If checklists have been a problem for you, it may be because you and your child function from different understandings of what the task means and what done looks like. Expect that, trying not to get too ruffled by it.
Try, each Monday for several weeks, to sit down with your child and his checklist and have him tell you what each task on there means and what done looks like. By listening rather than always being the one talking (and perhaps not being heard), we will more quickly come to the root of our miscommunication.

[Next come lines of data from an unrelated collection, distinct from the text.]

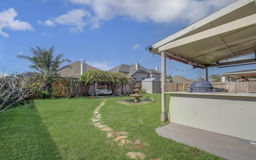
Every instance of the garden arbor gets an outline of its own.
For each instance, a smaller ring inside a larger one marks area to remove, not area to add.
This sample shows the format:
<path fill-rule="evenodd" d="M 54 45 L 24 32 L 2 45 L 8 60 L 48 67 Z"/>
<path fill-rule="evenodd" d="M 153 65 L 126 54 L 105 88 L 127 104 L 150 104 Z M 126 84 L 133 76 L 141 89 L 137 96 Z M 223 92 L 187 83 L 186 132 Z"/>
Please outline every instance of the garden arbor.
<path fill-rule="evenodd" d="M 92 96 L 94 96 L 95 83 L 104 82 L 115 84 L 126 84 L 128 83 L 126 76 L 120 72 L 111 72 L 107 71 L 89 70 L 83 74 L 79 80 L 80 82 L 84 82 L 86 85 L 92 84 Z"/>

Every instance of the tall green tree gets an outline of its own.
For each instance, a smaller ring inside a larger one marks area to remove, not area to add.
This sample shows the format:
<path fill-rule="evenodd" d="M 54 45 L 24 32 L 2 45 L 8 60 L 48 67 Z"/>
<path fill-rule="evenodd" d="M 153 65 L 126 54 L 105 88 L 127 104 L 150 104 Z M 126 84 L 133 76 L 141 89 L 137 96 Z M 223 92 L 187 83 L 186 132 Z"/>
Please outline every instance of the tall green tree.
<path fill-rule="evenodd" d="M 221 82 L 221 76 L 220 74 L 212 74 L 209 76 L 209 80 L 212 82 Z"/>
<path fill-rule="evenodd" d="M 30 61 L 30 68 L 38 72 L 41 75 L 43 87 L 42 90 L 48 93 L 48 96 L 51 96 L 52 94 L 52 84 L 56 81 L 59 78 L 58 71 L 62 68 L 70 67 L 69 64 L 62 66 L 65 62 L 70 62 L 69 59 L 62 59 L 64 54 L 61 53 L 54 57 L 54 46 L 52 46 L 48 50 L 41 49 L 36 47 L 35 49 L 30 48 L 30 49 L 33 54 L 30 57 L 23 54 L 18 54 L 17 57 L 24 58 Z"/>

However, we should assume miscommunication and misunderstanding rather than rebellion and disobedience first. We need to try to keep the conversation cheerful and positive, rather than putting our kids on the defensive all the time. That is not a good posture for learning. Disobedience isn’t, either, but we’ll be ahead if we can short-circuit a confrontation by saying, “Oh, you must have forgotten! Piano practice includes scales. Go do them now.”
4. A checklist bestows ownership.
At first this might seem contradictory to the first and second points, but it’s not.
If we give our kids a checklist, we have to allow them some say in how they use it. If we do want them to grow toward being self-directed, then we need to let them have some say in the order they do their work, in how they mark things off, in whether or not they doodle on their list.
We want them to have ownership of their learning, and that begins with baby steps and with missteps. Let them learn first-hand that it really is better to do math first by putting it off to the end. Add exercise or something physical to their list so they can learn to recover from strenuous mental work with fresh air and physical work.
5. A checklist is only a tool, not the point.
What we all must remember as we print off and hand off the checklist is that checking off boxes is never the point.
With the checklists, they are learning to follow instructions, learning to do the next thing without prompting – and it takes time and practice to learn those things. And, of course, with the items on the checklist, the point isn’t simply to cross them off, but to learn and practice them as well, whether it be writing or typing or piano or reading or anything else.
So remember that the checklist is a small tool the children are learning. If it becomes a stumbling block, it’d be better to throw it out that trip them up. There’s plenty of time to learn how to check boxes. What matters most is learning the skills and gaining the knowledge that the checklists point to.
Let them use checklists as a tool for self-direction as much as possible, rather than a tool of mom’s micromanagement.